# Kayak Wars



## SPECKS (May 14, 2007)

This is an online style tournament... No set times or dates just fish when you want. This is the first year that there is a North East division that includes NC, Va, Md and the rest of the NE coast. Registration is free and teams are 3-5 anglers. All you do is catch and photo your fish and then submit it to the tournament website. All teams must be registered by April 1st. Species include trout, drum, spadefish, tog, kings, striper, croaker and many more. So far there are only around 14 teams registered in the NE division.
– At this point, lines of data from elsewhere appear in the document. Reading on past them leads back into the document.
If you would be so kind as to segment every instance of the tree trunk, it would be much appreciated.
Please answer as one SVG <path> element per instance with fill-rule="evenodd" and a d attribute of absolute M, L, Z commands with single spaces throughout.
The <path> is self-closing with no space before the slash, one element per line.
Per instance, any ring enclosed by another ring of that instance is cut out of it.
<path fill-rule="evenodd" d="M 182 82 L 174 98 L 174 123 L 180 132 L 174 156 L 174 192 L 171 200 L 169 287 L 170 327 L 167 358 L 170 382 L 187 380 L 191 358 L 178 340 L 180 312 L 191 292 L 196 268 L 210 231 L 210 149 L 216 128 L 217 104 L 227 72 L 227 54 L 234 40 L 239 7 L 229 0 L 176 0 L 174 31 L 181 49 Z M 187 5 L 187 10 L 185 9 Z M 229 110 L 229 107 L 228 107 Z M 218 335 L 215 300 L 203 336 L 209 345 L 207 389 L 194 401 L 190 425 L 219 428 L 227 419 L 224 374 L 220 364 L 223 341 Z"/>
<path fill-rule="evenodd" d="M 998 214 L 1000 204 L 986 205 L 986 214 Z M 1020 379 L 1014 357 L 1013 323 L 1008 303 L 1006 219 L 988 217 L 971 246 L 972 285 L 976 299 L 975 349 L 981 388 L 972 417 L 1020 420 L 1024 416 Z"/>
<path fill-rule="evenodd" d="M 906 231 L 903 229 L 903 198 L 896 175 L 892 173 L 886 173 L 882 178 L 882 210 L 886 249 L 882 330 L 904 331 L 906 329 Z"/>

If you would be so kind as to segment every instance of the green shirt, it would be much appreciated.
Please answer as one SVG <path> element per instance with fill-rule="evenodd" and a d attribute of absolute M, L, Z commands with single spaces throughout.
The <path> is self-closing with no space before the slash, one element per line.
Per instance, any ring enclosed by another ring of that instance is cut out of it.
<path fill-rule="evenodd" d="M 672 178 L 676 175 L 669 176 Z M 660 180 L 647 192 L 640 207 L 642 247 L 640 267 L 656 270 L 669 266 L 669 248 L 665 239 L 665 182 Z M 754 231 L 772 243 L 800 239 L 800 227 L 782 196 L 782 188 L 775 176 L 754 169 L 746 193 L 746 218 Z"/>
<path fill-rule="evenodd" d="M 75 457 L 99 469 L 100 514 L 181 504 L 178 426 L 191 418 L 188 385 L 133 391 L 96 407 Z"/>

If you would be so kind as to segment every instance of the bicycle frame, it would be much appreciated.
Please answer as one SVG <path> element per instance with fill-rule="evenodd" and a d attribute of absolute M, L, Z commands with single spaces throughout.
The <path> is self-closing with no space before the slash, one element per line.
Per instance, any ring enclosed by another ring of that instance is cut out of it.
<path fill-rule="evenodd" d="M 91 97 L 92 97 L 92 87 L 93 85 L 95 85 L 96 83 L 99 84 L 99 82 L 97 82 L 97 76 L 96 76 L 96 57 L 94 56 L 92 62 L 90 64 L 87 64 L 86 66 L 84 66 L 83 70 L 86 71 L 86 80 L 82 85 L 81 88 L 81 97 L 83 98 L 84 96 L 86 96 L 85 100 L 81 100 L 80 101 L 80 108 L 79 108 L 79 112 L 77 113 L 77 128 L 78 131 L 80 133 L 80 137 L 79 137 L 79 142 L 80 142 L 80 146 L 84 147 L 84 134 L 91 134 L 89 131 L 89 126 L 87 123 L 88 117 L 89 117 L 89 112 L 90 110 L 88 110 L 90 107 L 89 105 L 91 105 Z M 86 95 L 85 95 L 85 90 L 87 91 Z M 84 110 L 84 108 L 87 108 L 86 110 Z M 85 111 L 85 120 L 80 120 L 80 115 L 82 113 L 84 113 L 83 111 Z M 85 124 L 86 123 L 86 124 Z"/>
http://extremecoast.com/KW10/index.php

Consider this a challenge...


----------



## stonemason (Aug 4, 2006)

i'm in


----------



## Grilled Sardine (Apr 22, 2008)

im in...lets get a team name


----------



## stonemason (Aug 4, 2006)

snaggedline sounds good..lol


----------



## surfnsam (Apr 28, 2008)

i'm game, we need to fish for more than rock though


----------



## 1obxnut (Mar 26, 2002)

Damn..NE region need more teams..

I'm game..FEESH REVOLUCION..LOL


----------



## fish militia (Nov 1, 2004)

"Militia Fleet One" --Signed a few weeks ago...


----------



## Surfishn' Dave (Nov 16, 2005)

And it's game on once I get out there, gonna rack up the points for my team.


----------



## O Shin Rin (Aug 31, 2009)

Hey OBX Rat what do you think ....Team Kayak Fishing Mafia 


jerry


----------



## OBX_Rat (Jul 12, 2007)

Well Jerry I think that sounds like the winning team lol


----------



## O Shin Rin (Aug 31, 2009)

OBX_Rat said:


> Well Jerry I think that sounds like the winning team lol


Well Rich I'm game if you are , you got any other ideas for team mates and I'll let you have the honor of submiting the team 

Plus when are we going to get together for some fishing?



jerry


----------



## c.story (Jul 28, 2009)

If anyone is looking for someone to fill out a team, let me know. I'm more than interested, just don't have anyone to make a team.


----------



## baitslingin (Jul 31, 2005)




----------



## y-hike (Apr 28, 2007)

Militia Fleet One


----------



## Surfishn' Dave (Nov 16, 2005)

Militia Fleet One


----------



## c.story (Jul 28, 2009)

c.story said:


> If anyone is looking for someone to fill out a team, let me know. I'm more than interested, just don't have anyone to make a team.


anyone?


----------



## O Shin Rin (Aug 31, 2009)

baitslingin said:


>


nice Tim


----------



## OBX_Rat (Jul 12, 2007)

Well I have one other person local to me I go fishing with all the time, so thats 3 right there so yeah Im game and so is he, but 2 more would help tho


----------



## stuck on shore (Mar 28, 2005)

free agent here!


----------



## O Shin Rin (Aug 31, 2009)

OBX_Rat said:


> Well I have one other person local to me I go fishing with all the time, so thats 3 right there so yeah Im game and so is he, but 2 more would help tho


Just signed on and got my comp e-mail 


jerry


----------



## OBX_Rat (Jul 12, 2007)

Good deal Jerry


----------



## fish militia (Nov 1, 2004)

*Game on..*


----------



## GRUBMAN (Oct 11, 2007)

Nice feesh Rob!


----------